A r c h i v e d I n f o r m a t i o n
Coordination With School-to-Work Programs
It once was much easier for high school graduates to enter the job market. Today, students headed for the work force need a higher level of academic knowledge and skills -- plus occupational and technical training in broad areas -- if they're to find well-paying jobs that offer career potential.
High school programs ought to help students see how what they're learning can open up a world of career opportunities beyond high school. Realizing that, a growing number of schools, employers, community colleges, and other community partners are joining forces to build bridges from school into the workplace.
These bridges, or school-to-work programs, offer job-site training and work experience in a variety of settings, coordinated with rigorous academic learning. They're designed to prepare students for advancement to postsecondary training or education, or directly into jobs that lead to high-wage, high-skill careers.
As your community builds such programs, you will want to include at least three essentials: work-based learning in a broad industry area, school-based instruction, and "connecting activities with businesses and industries." You'll also want to make these programs integral to, not separate from, your GOALS 2000 effort.
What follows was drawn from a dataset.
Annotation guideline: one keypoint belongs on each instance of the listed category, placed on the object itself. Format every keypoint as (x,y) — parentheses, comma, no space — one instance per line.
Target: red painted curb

To strengthen the three features -- and to coordinate school-to-work programs with your comprehensive GOALS 2000 plan -- your community and schools may want to examine:
- Existing Vocational and School-to-Work Efforts. Do our schools already have tech-prep programs, career academies, cooperative education programs, youth apprenticeships, or other efforts that could serve as building blocks for developing strong school-to- work programs? What are we doing to strengthen and build into the programs the three essential features: work-based learning, school-based learning, and "connecting activities"? Are businesses involved in helping to strengthen these programs? Are the efforts of sufficient size to prepare all students -- not just 5, 10, or 15 percent -- with promising futures?
- Standards. Are our school-to-work programs preparing students for skilled careers by helping them meet high academic standards and occupational skill standards? Are we using those standards to improve the performance of our school-to-work programs and of students participating in them?
- Work-Based Learning. Do our school-to-work programs offer a planned sequence of work-site experiences with employers, and in various other settings in the community? Do these experiences expose students to all aspects of the business or industry they're studying? Do students not only learn the aspects of the industry they're studying but also acquire general workplace competencies? Does their work-based learning build on and extend the knowledge and skills they're learning at school? Are students paid for their work experience, whenever possible? Is work-based learning successfully moving students toward high academic standards as well as skill standards?
- School-Based Learning. Is the "school-based learning" component of our school-to-work programs designed around high academic and technical skill standards? Does it include career exploration and counseling, and instruction in a career major (which the student selects no later than 11th grade)? Do most of our school-to-work programs include at least one year of postsecondary education? Do they include periodic evaluations to identify students' academic strengths and weaknesses? Does school-based instruction challenge students to solve problems, perform tasks, and work in situations drawn from the career area for which they're preparing? Is it designed to help students apply what they're learning to the occupational area? Does it help students reach the high standards developed by our state?
- Connecting Activities. Are academic teachers, vocational teachers, and work-site mentors meeting regularly to continuously improve instruction and tighten coordination between what students are learning at school and what they're learning at the work-site? Are students being matched with appropriate and quality work-based learning opportunities? Are teachers, work-site mentors, and counselors getting the training they need?
- Planning and Development. Are vocational and academic teachers, employers, and other school-to-work partners involved in our GOALS 2000 planning process? Does our GOALS 2000 plan aim to continuously improve the three key school-to-work ingredients -- work-based learning, school-based learning, and connecting activities?
- All Students. Do all students have access to these school-to-work programs -- including both male and female students, disadvantaged students, students with diverse racial, ethnic or cultural backgrounds, American Indians, Alaskan Natives, Native Hawaiians, students with disabilities, students with limited English proficiency, migrant children, school dropouts, and academically talented students? Do they get the extra assistance they may need?
- Results. How well are our school-to-work programs meeting our objectives? Are students, upon completing high school, going on to some form of postsecondary education or getting good jobs? How can school-to-work programs be expanded by adding businesses, industries, or work opportunities, if needed? Upon completing the program, are students actually ready for entry- level employment in higher-skill, good-wage careers? Are they developing the kinds of skills that will prepare them to pursue a range of career options and make them attractive to employers? Are they getting jobs that will lead to advancement in a broad occupational area? What work experiences are do employers providing to give students a taste of many aspects of the industry? Are students in our programs who decide to go to college adequately prepared? What do colleges say?